У Иванова дрожали пальцы, а лысина покрылась мелким потом. Он стоял перед лицом чёрта и размахивал в воздухе рукой — а чёрт беззвучно хохотал.
— Пробуждение и прочее… это, конечно, я не отрицаю… нет! Но — вам известно, что у меня сожгли усадьбу? Вы знаете, что перерезали моих овец и лошадям моим хвосты оторвали? Вы в этом видите сознание народом своих прав? Огненные волны… я? Я, было бы вам известно, не разжигал никаких огней…
— Иван Иванович! — звеня и взвизгивая, воскликнул чёрт. — Не отрицаете ли вы себя? Подумайте, кто издавал журналы и газеты, в которых говорилось о бедствиях голодного, бесправного народа? Разве не вы всю жизнь служили идее свободы? И разве вы не говорили много раз, что эту идею осуществит только революция? Ведь вы сочувствовали революционерам и порою облекали это сочувствие в реальные формы. Разве вы никогда не давали трёх рублей в пользу политических и рубля на нелегальную литературу?

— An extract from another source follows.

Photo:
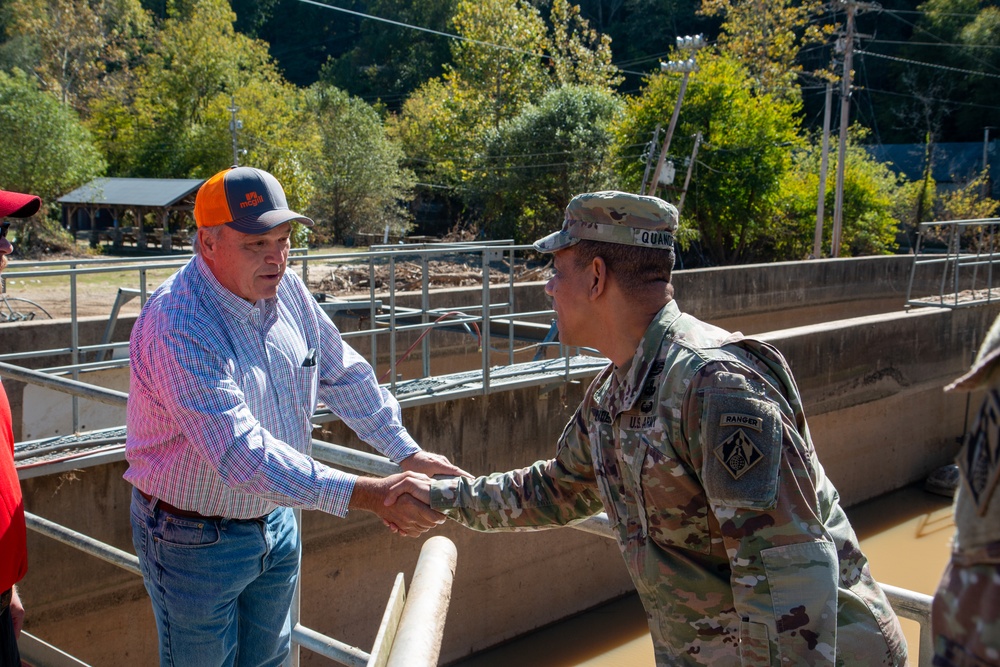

— Довольно! — закричал Иван Иванович. — Я знаю-с, я писал в газетах, я читал лекции и вообще… но я всегда доказывал одно: необходимо заменить бесправие порядком! И больше ничего… И я не учил мужиков жечь мой дом… я не учил рабочих оставлять меня по неделям без огня и воды, без лекарств и железных дорог, без почты, телеграфа… я не учил анархии! И на революцию за все шестнадцать лет я дал всего семь рублей сорок пять копеек, — я это помню! И дал не из сочувствия, а… а из сожаления!
— Но, Иван Иванович, право же, вы несколько помогли… Вы внесли в сознание рабочих и крестьян кое-что… — убедительно заговорил чёрт, и на лице его отразилось что-то похожее на стыд.
— Ничего, что позволяло бы им портить мой скот! И никогда я не занимался пропагандой среди рабочих и крестьян… это ложь! Нет, уж извините, я предпочитаю, чтоб страна не пробуждалась в такой чрезмерной степени, но усадьба моя уцелела…
Иван Иванович проговорил эту фразу и вдруг почувствовал себя голым. Его костюм, солидный и удобный, рассеялся, как облако дыма, и, смущённо прикрывая руками то место, где на статуях помещается фиговый лист, он, в смущении, переминался с ноги на ногу, колыхая животом…
— Иван Иванович! — воскликнул чёрт. — Что с вами? Это преждевременно… так обнажать себя!
Иванов огорчённо осматривал своё тело и молчал.
— Конечно, я… хватил через край, как говорится, — пониженным и грустным тоном начал он.
— Но это было искренно? — подсказал ему чёрт.
— Вовсе нет! — снова возмущаясь, крикнул Иванов. — У вас отвратительная манера разговаривать. Ведь вы прекрасно знаете, что во всех этих забастовках, беспорядках и прочих ужасах я ни при чём… И если иногда… что-нибудь говорил… немного резко… может быть… так это среди своих и в состоянии запальчивости и раздражения! А вы мне навязываете роль провокатора…
— Нет! — сказал чёрт. — Но я думал, что так называемый честный человек…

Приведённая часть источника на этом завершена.